Pippin criticizes Brandom and McDowell for failing to adequately take into account the importance of history in Hegel's account of the way that norms of various sorts gain rational authority. The basis for and / nature of the rational authority of norms is of course central for both Brandom and McDowell. Each tells different stories about such norms function and why we have good reason to recognize their authority. But Pippin's questions the adequacy of these purported accounts of the normative basis of good reasons.
For Brandom, the problem is that we have no way of even making the distinction between norms that are procedurally correct, which are instituted properly and accorded authority by the community, but which are inadequate and lacking a rational basis, and norms for which their are actually good reasons to endorse. Pippin argues that we can only make this distinction by appreciating the historical pattern in which various norms lose their grip on specific agents and come to be replaced by more adequate norms. This suggestion is plausible and intriguing but a chapter or book length focus on this topic is needed to adequately spell out its implications for Brandom's position. Pippin also notes the inadequacies of Brandom's two-ply account of perception offering a basis for a view of perception closer to McDowell's, arguing that their is no way to link the normative and the causal in Brandom's account.
Interestingly, Pippin's critique of McDowell is similar to his primary criticism of Brandom. He argues that McDowell relies upon an ahistorical conception of perception that functions as a tacit given grounding our norms. This suggests that Pippin is presenting a reading of Hegel that cuts a middle path between Brandom and McDowell. again, one can only hope that Pippin offers an extended reading of the Phenomenology of Spirit in these terms.
Critiquing Honneth, Pippin argues that a consequence of Honneth's focus on Hegel's practical philosophy and avoidance of Hegel's Logic is that "without this 'frame Honneth often seems to be depending on a variety of claims in so-called philosophical anthropology or developmental psychology, or on a reversion to claims about human nature, reformulated as claims about 'social ontology.'" In other words, Honneth is appealing to a type of given to ground his normative claims about recognition.
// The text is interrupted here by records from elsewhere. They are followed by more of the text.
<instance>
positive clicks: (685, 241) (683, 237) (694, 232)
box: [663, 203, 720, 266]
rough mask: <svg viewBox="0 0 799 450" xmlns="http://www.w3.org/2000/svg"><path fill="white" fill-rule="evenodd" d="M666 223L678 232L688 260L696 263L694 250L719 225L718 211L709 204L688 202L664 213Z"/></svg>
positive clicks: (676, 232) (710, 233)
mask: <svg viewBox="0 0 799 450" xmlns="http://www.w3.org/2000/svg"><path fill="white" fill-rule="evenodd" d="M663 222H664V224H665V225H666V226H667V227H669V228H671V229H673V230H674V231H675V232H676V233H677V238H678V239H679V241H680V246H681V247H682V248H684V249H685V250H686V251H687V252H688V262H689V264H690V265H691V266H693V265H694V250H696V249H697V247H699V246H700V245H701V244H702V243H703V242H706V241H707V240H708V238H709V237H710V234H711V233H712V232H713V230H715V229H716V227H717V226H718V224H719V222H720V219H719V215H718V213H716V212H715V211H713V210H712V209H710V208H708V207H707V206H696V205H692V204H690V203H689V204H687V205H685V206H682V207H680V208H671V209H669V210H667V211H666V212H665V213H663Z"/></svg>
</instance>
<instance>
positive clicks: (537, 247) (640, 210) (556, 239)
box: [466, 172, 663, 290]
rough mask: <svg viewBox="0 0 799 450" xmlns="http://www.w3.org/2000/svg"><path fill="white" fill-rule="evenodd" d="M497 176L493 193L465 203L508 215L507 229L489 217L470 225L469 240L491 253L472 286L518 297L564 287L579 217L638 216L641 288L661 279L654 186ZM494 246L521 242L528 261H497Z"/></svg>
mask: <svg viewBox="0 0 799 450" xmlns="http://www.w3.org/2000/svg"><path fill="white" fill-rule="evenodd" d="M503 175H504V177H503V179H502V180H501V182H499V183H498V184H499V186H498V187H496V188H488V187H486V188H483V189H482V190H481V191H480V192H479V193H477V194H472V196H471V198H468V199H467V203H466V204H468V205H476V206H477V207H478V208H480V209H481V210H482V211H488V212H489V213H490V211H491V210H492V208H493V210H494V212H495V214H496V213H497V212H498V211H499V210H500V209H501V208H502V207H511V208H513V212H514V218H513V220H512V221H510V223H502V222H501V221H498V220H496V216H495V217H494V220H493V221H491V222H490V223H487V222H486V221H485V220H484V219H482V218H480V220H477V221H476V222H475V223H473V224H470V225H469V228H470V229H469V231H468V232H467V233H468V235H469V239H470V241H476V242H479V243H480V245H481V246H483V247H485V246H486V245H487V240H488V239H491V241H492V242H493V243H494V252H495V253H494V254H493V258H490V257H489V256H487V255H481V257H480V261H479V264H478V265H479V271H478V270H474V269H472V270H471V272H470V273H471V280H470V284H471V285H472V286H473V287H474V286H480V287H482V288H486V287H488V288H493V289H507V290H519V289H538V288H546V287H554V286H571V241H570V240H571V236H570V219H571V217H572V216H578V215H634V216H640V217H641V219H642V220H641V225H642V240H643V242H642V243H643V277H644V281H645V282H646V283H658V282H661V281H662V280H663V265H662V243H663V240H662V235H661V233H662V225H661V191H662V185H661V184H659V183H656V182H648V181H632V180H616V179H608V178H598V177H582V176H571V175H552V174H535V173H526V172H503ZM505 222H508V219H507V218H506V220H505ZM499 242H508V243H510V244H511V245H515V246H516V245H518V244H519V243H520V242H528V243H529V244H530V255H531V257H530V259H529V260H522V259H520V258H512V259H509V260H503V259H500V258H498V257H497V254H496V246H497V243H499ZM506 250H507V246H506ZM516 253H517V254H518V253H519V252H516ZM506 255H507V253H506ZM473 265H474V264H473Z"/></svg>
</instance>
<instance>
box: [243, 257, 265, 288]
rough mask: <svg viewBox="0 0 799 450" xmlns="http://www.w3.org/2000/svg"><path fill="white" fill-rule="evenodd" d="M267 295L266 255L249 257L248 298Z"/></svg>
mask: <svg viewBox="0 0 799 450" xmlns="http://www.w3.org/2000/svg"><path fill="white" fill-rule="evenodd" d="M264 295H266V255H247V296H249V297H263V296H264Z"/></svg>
Pippin takes it that the Logic provides an account of the development of subjectivity such that the importance of recognitive relationships as developing historically becomes apparent providing a more adequate grounding to Honneth's social theory.
A final chapter offers a critique of MacIntyre's After Virtue. Pippin's criticisms take two forms. First, he argues that MacIntyre's dichotomy between virtue and self-interest or manipulative and non-manipulative, and his account of modern morality as inherently emotivist in its use, fails to adequately appreciate the extent to which normative concepts are sufficient to make distinctions of worth in contemporary contexts. Thus, a more sympathetic appreciation of the way that ordinary persons in modernity use normative concepts would illustrate the indispensability of such concepts.
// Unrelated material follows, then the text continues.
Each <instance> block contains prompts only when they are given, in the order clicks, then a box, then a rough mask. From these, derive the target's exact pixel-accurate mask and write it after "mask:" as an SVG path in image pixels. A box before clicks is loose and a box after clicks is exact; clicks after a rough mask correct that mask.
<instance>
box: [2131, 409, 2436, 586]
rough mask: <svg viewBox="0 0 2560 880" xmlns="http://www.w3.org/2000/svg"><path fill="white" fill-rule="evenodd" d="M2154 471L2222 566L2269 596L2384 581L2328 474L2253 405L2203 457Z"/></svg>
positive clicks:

Pippin points to Hegel's Philosophy of Right as a alternative account of the way that rights, obligations, and goods may be seen to fit together in a complex but coherent fashion.
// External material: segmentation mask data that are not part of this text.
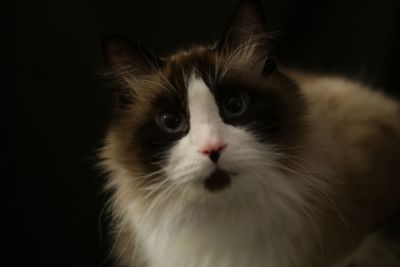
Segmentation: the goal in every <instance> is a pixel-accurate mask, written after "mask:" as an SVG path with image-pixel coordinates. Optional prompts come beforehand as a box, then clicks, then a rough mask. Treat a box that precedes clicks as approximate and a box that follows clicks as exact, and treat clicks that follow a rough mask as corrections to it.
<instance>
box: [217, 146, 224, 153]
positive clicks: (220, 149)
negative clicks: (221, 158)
mask: <svg viewBox="0 0 400 267" xmlns="http://www.w3.org/2000/svg"><path fill="white" fill-rule="evenodd" d="M225 147H226V145H222V146H219V147H218V148H217V149H216V151H218V152H221V151H222V150H224V149H225Z"/></svg>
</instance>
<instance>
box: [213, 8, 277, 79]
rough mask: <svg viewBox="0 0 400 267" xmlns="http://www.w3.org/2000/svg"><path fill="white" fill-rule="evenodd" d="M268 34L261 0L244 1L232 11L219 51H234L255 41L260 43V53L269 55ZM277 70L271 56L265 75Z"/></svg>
mask: <svg viewBox="0 0 400 267" xmlns="http://www.w3.org/2000/svg"><path fill="white" fill-rule="evenodd" d="M266 33H267V30H266V21H265V16H264V8H263V5H262V4H261V2H260V1H259V0H242V1H240V2H239V3H238V4H237V5H236V7H235V8H234V10H233V11H232V13H231V15H230V17H229V21H228V25H227V26H226V29H225V32H224V35H223V38H222V40H221V41H220V42H219V43H218V45H217V49H219V50H220V51H223V50H228V51H234V50H236V49H238V48H240V47H241V46H243V45H244V44H246V43H248V42H251V41H255V42H259V44H258V48H259V51H260V53H263V54H267V43H266ZM268 54H270V53H268ZM275 69H276V64H275V62H274V60H273V59H272V57H271V56H270V55H269V56H268V60H267V61H266V62H265V66H264V70H263V73H264V74H269V73H271V72H273V71H274V70H275Z"/></svg>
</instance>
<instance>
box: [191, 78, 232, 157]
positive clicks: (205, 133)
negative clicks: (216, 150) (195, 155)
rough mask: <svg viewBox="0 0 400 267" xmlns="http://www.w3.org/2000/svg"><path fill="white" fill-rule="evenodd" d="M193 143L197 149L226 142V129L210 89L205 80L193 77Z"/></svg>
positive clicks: (192, 96)
mask: <svg viewBox="0 0 400 267" xmlns="http://www.w3.org/2000/svg"><path fill="white" fill-rule="evenodd" d="M188 106H189V113H190V132H189V136H190V139H191V142H192V143H193V144H194V145H195V146H196V147H197V149H200V150H201V149H203V148H204V147H206V146H210V145H211V146H212V145H217V144H220V143H223V142H224V140H223V139H224V135H225V134H224V132H225V127H224V124H223V122H222V119H221V117H220V115H219V111H218V106H217V103H216V100H215V98H214V96H213V94H212V93H211V91H210V88H209V87H208V86H207V85H206V83H205V82H204V80H203V79H202V78H200V77H198V76H195V75H193V76H192V77H191V79H190V81H189V84H188Z"/></svg>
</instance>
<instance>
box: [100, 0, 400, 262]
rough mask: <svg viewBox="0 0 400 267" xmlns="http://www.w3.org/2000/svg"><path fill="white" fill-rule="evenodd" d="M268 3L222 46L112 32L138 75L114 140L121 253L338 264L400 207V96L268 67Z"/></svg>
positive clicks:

Second, Pippin argues that any return to the polis, or a form of community sufficiently like a polis will face difficulties such as Hegel identified in the Phenomenology, difficulties concerning the relationship between the abstract and the concrete, and the relationship between individual agents and the community. In other words, MacIntyrean communities can only function insofar as agents accept communal norms, as a type of given. As such, it is far from clear that MacIntyre's account of a radical deliberative politics is sustainable and able to overcome radical divisions and conflict.